Step 1

The equation of the circle is given as,

\(\displaystyle{x}^{{{2}}}+{y}^{{{2}}}-{6}{x}+{12}{y}+{9}={0}\)

The general equation of the circle with center at \(\displaystyle{\left({h},\ {k}\right)}\) and radius r is given as,

\(\displaystyle{\left({x}-{h}\right)}^{{{2}}}+{\left({y}-{k}\right)}^{{{2}}}={r}^{{{2}}}\)

On simplifying the equation of the circle given as,

\(\displaystyle{x}^{{{2}}}+{y}^{{{2}}}-{6}{x}+{12}{y}+{9}={0}\)

\(\displaystyle{\left({x}^{{{2}}}-{6}{x}\right)}+{\left({y}^{{{2}}}+{12}{y}\right)}+{9}={0}\)

\(\displaystyle{\left({x}^{{{2}}}-{2}\times{x}\times{3}+{3}^{{{2}}}-{3}^{{{2}}}\right)}+{\left({y}^{{{2}}}+{2}\times{y}\times{6}+{6}^{{{2}}}-{6}^{{{2}}}\right)}+{9}={0}\)

\(\displaystyle{\left({x}^{{{2}}}-{2}\times{x}\times{3}+{3}^{{{2}}}\right)}+{\left({y}^{{{2}}}+{2}\times{y}\times{6}+{6}^{{{2}}}\right)}+{9}-{3}^{{{2}}}-{6}^{{{2}}}={0}\)

\(\displaystyle{\left({x}-{3}\right)}^{{{2}}}+{\left({y}+{6}\right)}^{{{2}}}-{36}={0}\)

\(\displaystyle{\left({x}-{3}\right)}^{{{2}}}+{\left({y}-{\left(-{6}\right)}\right)}^{{{2}}}={\left({6}\right)}^{{{2}}}\)

On comparing the equations, we get the center of the circle as \(\displaystyle{\left({3},\ -{6}\right)}\) and the radius of the circle as 6 units.

Step 2

The equation of the line from which the distance between center and the line is to be calculated is,

\(\displaystyle{y}=-{2}{x}+{10}\)

The general equation of the line is,

\(\displaystyle{y}=-{2}{x}+{10}\)

\(\displaystyle{2}{x}+{y}-{10}={0}\)

The distance of line \(\displaystyle{a}{x}+{b}{y}+{c}={0}\) from the point \(\displaystyle{\left({x}_{{{1}}},\ {y}_{{{1}}}\right)}\) is given as,

\(\displaystyle{d}={\frac{{{a}{x}_{{{1}}}+{b}{y}_{{{1}}}+{c}}}{{{\left|\sqrt{{{a}^{{{2}}}+{b}^{{{2}}}}}\right|}}}}\)

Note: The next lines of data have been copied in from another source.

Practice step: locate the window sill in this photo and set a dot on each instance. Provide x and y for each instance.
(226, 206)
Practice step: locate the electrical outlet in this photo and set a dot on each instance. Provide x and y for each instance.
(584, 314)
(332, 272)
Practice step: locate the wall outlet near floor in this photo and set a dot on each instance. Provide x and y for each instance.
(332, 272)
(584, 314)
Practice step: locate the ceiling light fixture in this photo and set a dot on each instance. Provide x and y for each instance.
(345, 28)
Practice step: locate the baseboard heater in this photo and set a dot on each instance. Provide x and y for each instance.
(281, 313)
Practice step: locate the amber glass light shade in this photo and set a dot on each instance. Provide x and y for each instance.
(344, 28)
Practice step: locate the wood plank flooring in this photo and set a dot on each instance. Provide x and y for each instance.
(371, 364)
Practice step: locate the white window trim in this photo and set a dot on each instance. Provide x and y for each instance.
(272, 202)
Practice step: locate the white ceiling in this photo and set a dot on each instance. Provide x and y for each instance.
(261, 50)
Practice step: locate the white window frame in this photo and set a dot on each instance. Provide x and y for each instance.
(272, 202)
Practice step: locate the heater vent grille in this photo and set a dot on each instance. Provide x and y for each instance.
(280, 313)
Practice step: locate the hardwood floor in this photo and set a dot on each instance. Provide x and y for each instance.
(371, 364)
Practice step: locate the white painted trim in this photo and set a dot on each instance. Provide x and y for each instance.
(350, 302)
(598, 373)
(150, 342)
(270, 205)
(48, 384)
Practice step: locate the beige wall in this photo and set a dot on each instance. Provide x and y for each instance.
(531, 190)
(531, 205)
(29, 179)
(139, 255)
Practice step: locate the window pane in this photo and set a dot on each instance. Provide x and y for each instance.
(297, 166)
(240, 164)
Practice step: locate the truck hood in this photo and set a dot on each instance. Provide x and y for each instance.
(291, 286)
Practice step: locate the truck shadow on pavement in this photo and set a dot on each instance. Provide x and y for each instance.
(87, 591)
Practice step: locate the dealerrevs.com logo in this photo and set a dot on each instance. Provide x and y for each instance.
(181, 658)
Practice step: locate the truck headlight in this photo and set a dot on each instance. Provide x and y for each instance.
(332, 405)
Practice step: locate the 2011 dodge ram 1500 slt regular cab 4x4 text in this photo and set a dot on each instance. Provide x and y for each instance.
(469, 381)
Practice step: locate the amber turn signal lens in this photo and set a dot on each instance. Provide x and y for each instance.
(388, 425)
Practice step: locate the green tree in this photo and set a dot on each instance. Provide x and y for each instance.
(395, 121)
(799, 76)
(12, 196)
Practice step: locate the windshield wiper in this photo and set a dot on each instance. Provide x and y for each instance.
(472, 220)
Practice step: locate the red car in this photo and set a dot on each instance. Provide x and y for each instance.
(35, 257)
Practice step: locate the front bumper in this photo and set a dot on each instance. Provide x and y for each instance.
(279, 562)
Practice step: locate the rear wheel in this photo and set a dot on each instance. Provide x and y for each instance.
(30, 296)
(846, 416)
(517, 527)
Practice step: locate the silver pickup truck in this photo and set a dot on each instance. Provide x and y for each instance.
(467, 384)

Putting the center and the equation of the line, we get

\(\displaystyle{d}={\left|{\frac{{{2}\times{\left({3}\right)}+{\left(-{6}\right)}-{10}}}{{\sqrt{{{\left({2}\right)}^{{{2}}}+{\left({1}\right)}^{{{2}}}}}}}}\right|}\)

\(\displaystyle={\left|{\frac{{-{10}}}{{\sqrt{{{5}}}}}}\right|}\)

\(\displaystyle={2}\sqrt{{{5}}}\)

Therefore, the required distance between the center of the circle and the given line is \(\displaystyle{2}\sqrt{{{5}}}\) units.